100% of buses are on-time!
I have collected information from the position and status (delayed / on time) of buses in Chicago over the month of October 2014 (see step 2). My data collection system wasn’t really reliable, so the data is pretty spotty. To sum it up, out of 4,261 checks, only 36 buses were delayed. Believe it or not, this represents only 0.85, which means that on average 100% of the buses were on time!
Which routes? What day?
Drilling-down into the available information, we need to figure out if these were exceptions or if any outlier could be found. If you select all the delayed vehicules, group them by route and visualize them in a bar chart, you’ll notice that there are no real outliers. This would have potentially helped identify a troublesome intersection or district, but it’s not the case here.
However, if you reproduce the same analysis by day, the result clearly identifies Sunday as a sour spot. Looking a little closer, we can see that only 3 out of 7 days are showing. In this particular instance, I believe the reason is that the source data is inconsistent. Since I worked mostly on Sundays on the data source, most data were collected on this day, which doesn’t mean most delays were on week-ends.

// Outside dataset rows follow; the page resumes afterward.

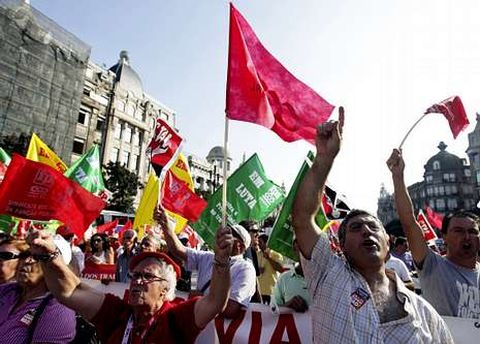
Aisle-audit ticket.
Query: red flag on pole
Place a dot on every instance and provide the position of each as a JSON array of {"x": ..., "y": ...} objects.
[
  {"x": 453, "y": 110},
  {"x": 36, "y": 191},
  {"x": 107, "y": 228},
  {"x": 179, "y": 199},
  {"x": 165, "y": 145},
  {"x": 434, "y": 218},
  {"x": 260, "y": 90},
  {"x": 428, "y": 232}
]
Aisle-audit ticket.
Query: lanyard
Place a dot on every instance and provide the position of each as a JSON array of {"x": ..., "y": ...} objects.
[{"x": 128, "y": 330}]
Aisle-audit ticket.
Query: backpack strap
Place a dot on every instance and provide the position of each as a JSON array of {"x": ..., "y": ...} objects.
[{"x": 38, "y": 312}]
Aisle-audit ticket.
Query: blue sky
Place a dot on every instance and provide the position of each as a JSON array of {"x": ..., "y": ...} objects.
[{"x": 385, "y": 61}]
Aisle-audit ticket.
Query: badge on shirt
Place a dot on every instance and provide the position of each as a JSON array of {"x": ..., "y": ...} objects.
[
  {"x": 359, "y": 297},
  {"x": 28, "y": 317}
]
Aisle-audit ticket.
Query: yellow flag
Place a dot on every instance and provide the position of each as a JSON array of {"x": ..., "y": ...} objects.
[
  {"x": 181, "y": 170},
  {"x": 148, "y": 202},
  {"x": 39, "y": 151}
]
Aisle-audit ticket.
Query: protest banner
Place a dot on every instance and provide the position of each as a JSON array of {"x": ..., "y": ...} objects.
[
  {"x": 259, "y": 324},
  {"x": 251, "y": 195},
  {"x": 33, "y": 190},
  {"x": 100, "y": 272}
]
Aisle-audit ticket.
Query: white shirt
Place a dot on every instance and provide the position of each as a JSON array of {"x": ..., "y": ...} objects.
[
  {"x": 399, "y": 267},
  {"x": 343, "y": 310},
  {"x": 242, "y": 274}
]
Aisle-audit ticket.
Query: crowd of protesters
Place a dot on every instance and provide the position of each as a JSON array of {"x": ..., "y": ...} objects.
[{"x": 360, "y": 285}]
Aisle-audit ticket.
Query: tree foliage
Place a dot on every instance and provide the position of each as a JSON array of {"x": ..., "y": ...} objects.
[{"x": 123, "y": 184}]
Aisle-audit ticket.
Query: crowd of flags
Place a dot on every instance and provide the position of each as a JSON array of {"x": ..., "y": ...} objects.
[{"x": 40, "y": 190}]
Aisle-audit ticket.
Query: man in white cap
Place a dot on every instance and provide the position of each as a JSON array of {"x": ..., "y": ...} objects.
[{"x": 242, "y": 272}]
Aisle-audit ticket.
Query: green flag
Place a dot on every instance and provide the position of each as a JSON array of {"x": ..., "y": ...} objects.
[
  {"x": 86, "y": 171},
  {"x": 250, "y": 195},
  {"x": 281, "y": 238}
]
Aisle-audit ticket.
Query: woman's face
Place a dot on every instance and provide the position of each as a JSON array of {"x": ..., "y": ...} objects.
[
  {"x": 97, "y": 243},
  {"x": 29, "y": 271},
  {"x": 8, "y": 262}
]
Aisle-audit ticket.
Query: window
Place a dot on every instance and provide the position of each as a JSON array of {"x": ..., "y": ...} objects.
[
  {"x": 118, "y": 131},
  {"x": 452, "y": 204},
  {"x": 136, "y": 162},
  {"x": 440, "y": 204},
  {"x": 127, "y": 134},
  {"x": 114, "y": 155},
  {"x": 100, "y": 123},
  {"x": 78, "y": 145},
  {"x": 83, "y": 116},
  {"x": 126, "y": 158},
  {"x": 429, "y": 191}
]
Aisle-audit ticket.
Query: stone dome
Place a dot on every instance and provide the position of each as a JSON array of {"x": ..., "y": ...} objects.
[
  {"x": 126, "y": 75},
  {"x": 216, "y": 153},
  {"x": 448, "y": 161}
]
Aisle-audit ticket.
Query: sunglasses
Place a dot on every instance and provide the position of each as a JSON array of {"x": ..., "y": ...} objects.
[{"x": 8, "y": 256}]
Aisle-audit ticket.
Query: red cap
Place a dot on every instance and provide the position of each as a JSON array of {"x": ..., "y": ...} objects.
[{"x": 139, "y": 257}]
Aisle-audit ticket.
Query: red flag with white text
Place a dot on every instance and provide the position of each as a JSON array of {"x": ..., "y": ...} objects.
[
  {"x": 36, "y": 191},
  {"x": 453, "y": 110},
  {"x": 436, "y": 219},
  {"x": 107, "y": 228},
  {"x": 428, "y": 232},
  {"x": 165, "y": 145},
  {"x": 260, "y": 90},
  {"x": 179, "y": 199}
]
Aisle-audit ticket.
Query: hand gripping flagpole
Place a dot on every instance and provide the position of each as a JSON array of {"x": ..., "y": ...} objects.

I leveraged the Google Maps Custom Extension detailed in step 1 to identify the location of incidents. There’s an old saying in the windy city: “There are only 2 seasons: snow and construction”. Therefore, I searched for pockets of delays that could be explained by local events. Again, as you can see here, there are no clear clusters of delays in the data I collected.
Since I couldn’t find a clear pattern either in the routes, or in the days, or in the location of the delays, I tried to perform a text analysis using the service bulletins. There is no measurable correlation between delays in bus transit and the events described in the bulletins, but we can easily see here that “Reroute” and “Bus Stop Relocation” are the events with most impact.
Conclusion and Learning Points
Overall, this data visualization exercise didn’t reveal unexpected insights, except for the fact that buses in Chicago are almost always on time. That’s a pretty good news.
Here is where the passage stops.